You can think of memory ordering as falling into four broad categories:
Source Code Order - the exact sequence in which you write statements. This is the most intuitive view because it directly reflects how code appears to you.
Here is an example:
int x = 5; // A
int z = x * 5; // B
int y = 42; // C
Program Order - the logical sequence that the compiler recognizes, and it might rearrange or optimize instructions under certain constraints to create a program that executes in fewer cycles. Although your source code lists statements in a particular order, the compiler can restructure them if it deems it safe. For example, the pseudo-assembly below reorders the source instructions:
LDR R1 #5 // A
LDR R2 #42 // C
MULT R3, #R1, #5 // B
Execution Order - this is the order in which the hardware actually issues and executes instructions. Modern CPUs often employ techniques to improve instruction-level parallelism such as out-of-order execution and speculation for performance. For instance, on an Arm-based system, you might see instructions issued in different order during runtime. The subtle difference between program order and execution order is that program order refers to the sequence seen in the binary whereas execution is the order in which those instructions are actually issued and retired. Even though the instructions are listed in one order, the CPU might reorder their micro-operations as long as it respects dependencies.

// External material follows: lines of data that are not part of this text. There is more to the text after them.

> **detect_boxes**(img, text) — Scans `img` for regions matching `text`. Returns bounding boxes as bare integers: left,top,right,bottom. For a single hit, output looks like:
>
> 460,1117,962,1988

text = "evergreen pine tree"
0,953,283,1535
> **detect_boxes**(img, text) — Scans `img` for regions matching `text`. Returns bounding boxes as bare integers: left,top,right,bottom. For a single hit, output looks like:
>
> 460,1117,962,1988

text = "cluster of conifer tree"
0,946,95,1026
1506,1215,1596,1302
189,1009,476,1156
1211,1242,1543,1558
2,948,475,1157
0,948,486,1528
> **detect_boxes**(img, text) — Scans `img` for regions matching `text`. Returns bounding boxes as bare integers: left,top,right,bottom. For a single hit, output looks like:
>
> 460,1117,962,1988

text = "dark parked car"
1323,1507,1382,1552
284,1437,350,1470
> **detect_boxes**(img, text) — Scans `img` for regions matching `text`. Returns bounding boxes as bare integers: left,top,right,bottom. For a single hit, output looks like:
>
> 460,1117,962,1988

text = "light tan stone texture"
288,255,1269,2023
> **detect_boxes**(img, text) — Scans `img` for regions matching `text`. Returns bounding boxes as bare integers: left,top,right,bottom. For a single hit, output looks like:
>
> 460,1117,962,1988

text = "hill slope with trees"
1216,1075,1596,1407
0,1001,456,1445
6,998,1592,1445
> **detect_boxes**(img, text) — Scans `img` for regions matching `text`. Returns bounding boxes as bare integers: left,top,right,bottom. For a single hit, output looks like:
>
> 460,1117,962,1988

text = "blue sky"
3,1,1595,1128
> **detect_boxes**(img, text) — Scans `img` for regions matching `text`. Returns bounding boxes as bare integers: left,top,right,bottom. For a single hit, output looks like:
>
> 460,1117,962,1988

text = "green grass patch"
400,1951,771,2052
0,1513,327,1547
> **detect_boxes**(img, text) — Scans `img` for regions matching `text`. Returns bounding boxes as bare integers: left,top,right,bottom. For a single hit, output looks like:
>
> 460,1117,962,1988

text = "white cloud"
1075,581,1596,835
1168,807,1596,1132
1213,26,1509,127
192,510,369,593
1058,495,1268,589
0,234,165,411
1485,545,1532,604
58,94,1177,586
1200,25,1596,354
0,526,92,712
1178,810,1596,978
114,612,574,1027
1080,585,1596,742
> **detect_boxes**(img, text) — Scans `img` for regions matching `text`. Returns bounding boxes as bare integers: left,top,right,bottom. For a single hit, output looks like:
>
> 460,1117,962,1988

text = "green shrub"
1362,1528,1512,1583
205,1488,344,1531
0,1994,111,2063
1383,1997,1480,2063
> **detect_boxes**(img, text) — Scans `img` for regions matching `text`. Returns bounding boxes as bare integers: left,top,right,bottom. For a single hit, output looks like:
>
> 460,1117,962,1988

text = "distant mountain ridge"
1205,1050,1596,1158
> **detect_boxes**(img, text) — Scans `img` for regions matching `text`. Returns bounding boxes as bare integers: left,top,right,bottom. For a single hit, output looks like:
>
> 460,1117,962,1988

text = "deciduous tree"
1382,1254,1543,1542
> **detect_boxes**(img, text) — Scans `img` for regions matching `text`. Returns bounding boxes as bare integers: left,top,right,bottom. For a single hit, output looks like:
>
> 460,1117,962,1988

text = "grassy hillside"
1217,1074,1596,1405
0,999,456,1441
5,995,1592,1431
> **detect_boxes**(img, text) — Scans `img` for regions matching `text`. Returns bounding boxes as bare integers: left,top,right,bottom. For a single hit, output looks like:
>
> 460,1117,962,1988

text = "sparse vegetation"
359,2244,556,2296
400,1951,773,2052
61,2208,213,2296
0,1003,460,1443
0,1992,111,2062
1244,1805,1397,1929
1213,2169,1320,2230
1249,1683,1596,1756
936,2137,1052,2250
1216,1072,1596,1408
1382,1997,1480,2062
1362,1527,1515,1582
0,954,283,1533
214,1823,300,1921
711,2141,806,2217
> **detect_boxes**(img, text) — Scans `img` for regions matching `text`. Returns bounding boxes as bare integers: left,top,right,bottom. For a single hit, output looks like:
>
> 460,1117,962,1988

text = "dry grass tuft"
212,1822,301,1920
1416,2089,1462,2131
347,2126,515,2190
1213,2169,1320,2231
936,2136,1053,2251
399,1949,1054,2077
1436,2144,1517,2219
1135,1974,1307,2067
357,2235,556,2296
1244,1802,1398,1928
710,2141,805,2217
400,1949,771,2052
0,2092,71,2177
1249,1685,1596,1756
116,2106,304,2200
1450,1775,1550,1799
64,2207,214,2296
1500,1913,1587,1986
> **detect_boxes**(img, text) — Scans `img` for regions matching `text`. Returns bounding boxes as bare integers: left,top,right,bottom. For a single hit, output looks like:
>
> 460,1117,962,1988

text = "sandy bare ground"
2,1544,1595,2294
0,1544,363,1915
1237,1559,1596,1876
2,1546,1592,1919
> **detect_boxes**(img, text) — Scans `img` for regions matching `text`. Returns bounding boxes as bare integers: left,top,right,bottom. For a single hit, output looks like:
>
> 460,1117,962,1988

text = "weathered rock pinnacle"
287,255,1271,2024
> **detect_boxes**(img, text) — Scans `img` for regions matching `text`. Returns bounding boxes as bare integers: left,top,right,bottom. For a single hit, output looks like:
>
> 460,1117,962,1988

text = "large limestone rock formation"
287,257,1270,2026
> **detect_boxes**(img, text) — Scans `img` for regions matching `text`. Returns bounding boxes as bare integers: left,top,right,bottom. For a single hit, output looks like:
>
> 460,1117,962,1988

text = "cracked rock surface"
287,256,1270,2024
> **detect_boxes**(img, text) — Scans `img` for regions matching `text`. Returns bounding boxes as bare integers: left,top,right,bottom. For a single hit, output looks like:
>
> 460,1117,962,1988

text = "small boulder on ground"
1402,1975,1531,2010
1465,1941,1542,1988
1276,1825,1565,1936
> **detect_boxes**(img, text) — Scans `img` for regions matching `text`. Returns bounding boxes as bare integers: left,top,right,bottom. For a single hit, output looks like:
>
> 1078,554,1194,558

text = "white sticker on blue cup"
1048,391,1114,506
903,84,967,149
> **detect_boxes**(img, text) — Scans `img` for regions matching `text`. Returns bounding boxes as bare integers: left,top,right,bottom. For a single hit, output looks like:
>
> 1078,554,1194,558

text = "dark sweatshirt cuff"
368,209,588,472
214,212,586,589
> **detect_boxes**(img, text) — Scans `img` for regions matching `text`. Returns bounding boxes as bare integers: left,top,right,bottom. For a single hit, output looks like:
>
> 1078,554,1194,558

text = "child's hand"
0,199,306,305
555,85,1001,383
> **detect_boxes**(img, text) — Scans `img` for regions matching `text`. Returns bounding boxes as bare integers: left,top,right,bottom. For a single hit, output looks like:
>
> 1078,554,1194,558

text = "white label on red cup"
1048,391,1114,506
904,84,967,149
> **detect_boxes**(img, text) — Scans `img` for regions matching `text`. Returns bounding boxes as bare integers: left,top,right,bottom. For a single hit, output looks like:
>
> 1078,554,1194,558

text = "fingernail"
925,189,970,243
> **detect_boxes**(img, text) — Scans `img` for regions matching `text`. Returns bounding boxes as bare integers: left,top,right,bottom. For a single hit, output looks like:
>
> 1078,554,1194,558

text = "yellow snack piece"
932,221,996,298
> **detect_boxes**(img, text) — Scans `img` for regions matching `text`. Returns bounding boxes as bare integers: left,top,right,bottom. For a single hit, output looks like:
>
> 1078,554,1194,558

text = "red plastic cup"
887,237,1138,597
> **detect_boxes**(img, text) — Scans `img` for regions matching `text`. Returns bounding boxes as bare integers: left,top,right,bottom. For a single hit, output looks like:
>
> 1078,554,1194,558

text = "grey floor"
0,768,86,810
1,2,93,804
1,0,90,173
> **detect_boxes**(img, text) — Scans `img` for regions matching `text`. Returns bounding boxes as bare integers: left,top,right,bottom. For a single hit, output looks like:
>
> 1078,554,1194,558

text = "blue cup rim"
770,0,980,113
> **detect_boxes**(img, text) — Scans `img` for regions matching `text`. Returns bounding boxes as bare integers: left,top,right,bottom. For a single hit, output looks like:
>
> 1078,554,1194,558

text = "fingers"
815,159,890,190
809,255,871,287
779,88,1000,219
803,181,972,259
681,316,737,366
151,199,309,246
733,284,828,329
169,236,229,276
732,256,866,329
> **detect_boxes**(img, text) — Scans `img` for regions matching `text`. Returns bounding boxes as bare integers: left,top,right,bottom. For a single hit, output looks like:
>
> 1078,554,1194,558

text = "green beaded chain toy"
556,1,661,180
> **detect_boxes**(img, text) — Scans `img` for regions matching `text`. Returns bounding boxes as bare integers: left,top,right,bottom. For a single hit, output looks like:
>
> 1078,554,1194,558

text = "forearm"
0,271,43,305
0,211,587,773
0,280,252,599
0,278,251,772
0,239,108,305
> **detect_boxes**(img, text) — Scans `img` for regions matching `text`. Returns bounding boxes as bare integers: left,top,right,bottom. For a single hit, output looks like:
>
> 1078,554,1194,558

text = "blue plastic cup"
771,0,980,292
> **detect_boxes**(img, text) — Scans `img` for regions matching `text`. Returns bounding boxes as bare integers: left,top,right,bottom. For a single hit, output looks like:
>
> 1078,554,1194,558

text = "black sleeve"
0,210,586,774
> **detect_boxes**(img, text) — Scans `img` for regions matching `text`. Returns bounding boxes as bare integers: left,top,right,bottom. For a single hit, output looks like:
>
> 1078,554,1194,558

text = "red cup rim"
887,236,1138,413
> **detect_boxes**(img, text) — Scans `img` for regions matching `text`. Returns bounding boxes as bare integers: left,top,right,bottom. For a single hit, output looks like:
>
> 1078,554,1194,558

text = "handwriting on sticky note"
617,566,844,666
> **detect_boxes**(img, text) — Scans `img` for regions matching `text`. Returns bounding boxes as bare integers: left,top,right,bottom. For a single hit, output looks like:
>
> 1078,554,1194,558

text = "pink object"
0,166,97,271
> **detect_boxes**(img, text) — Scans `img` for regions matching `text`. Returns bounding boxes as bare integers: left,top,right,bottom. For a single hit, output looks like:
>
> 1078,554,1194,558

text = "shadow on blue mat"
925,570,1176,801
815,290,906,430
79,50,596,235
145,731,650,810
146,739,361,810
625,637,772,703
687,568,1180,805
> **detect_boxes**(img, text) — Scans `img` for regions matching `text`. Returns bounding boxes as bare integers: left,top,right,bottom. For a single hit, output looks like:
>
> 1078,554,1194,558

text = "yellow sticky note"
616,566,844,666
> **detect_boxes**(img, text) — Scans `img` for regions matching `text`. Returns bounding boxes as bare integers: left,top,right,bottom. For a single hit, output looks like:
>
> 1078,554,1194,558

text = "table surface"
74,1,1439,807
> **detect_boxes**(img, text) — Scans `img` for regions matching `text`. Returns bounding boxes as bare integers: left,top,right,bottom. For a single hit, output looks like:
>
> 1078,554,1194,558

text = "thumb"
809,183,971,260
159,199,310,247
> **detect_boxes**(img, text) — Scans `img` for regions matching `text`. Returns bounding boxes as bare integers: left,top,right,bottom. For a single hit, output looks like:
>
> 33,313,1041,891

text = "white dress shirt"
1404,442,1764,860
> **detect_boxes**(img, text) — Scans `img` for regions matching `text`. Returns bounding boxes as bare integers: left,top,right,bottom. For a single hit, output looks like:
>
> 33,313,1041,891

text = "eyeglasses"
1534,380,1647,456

Hardware Perceived Order - this is the perspective observed by other devices in the system, which can differ if the hardware buffers writes or merges memory operations. Crucially, the hardware-perceived order can vary between CPU architectures, for example between x86 and Arm, and this should be considered when porting applications.
The memory models of Arm and x86 architectures differ in terms of ordering guarantees and required synchronizations.
x86 processors implement a relatively strong memory model, commonly referred to as Total Store Order (TSO). Under TSO, loads and stores appear to execute in program order, with only limited reordering permitted. This strong ordering means that software running on x86 generally relies on fewer memory barrier instructions, making it easier to reason about concurrency.
In contrast, Arm’s memory model is more relaxed, allowing greater reordering of memory operations to optimize performance and energy efficiency. This relaxed model provides less intuitive ordering guarantees, meaning that loads and stores can be observed out of order by other processors. This means that source code needs to correctly follow the language standard to ensure reliable behavior.